We only harm ourselves when we have the expectation that if we just find a better laundry system, buy that home or car (you know, that one), meet our lifelong love, or curate a perfect morning and bedtime routine, then we will have arrived. Life will finally be Right, and we can eliminate the unpleasantness that comes with the transitions and fluctuations in body, mind, and soul that we all experience. But what we always find is that after managing to fix certain perceived problem areas, it isn’t long before we develop new needs or notice new problems that come with our supposed solutions. The elaborate laundry system isn’t sustainable with the addition of another child, the little fuel-efficient car doesn’t function well in the snow and you suddenly have to relocate to Colorado, or your marriage actually turns out looking very different from what you were expecting at the time of your engagement photoshoot.

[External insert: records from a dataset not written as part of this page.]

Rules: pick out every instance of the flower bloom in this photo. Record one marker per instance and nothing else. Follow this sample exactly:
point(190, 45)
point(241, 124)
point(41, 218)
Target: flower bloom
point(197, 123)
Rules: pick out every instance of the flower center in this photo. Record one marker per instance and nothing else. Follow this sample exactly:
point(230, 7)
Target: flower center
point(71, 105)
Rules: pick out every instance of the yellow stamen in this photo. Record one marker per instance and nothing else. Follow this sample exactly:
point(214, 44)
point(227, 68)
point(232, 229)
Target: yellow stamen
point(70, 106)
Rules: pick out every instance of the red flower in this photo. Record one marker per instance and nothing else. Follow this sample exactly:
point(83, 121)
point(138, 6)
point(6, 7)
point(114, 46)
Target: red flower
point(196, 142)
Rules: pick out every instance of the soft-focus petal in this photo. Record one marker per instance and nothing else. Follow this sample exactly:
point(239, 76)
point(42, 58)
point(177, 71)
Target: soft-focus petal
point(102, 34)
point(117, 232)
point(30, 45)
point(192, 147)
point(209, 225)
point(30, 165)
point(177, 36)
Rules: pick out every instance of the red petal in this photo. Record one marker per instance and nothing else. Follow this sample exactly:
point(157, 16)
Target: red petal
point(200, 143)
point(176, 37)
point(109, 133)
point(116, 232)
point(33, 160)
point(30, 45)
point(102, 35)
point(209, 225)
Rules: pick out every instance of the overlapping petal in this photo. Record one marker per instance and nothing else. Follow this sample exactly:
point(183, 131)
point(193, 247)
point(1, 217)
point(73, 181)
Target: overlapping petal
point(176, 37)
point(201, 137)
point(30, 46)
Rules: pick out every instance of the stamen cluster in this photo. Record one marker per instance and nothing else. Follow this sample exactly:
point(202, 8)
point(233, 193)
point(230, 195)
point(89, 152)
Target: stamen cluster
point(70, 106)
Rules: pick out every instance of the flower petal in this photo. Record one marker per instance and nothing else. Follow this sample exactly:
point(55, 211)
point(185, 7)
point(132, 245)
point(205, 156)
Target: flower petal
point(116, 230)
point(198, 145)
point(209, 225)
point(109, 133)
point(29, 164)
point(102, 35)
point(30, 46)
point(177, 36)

In my life, then, what I’m finding is that it does no good to fight the inevitability of change. It does no good to expect that I will find the perfect, problem-free arrangement of items within my home. It does no good to cling to a version of life that cannot exist in the season of parenting young children. It only harms me and my family to pursue some arrival point – that I will never reach – rather than to pivot and yield and even celebrate each new change as a catalyst for growth and life. Because that’s the thing we have to remember: A stagnant, unmalleable life is really no life at all. Schedules, home arrangements, wardrobes, diets, and sefish habits that demand a permanent place in your life will never be a real service or tool to you as they are meant to be. If you are living for these things rather than making them work as tools for you, you are only setting yourself up for disappointment when something outside of your control happens that demands some new arrangement.
And it will happen. Again. And again. Because you are not God, and neither am I.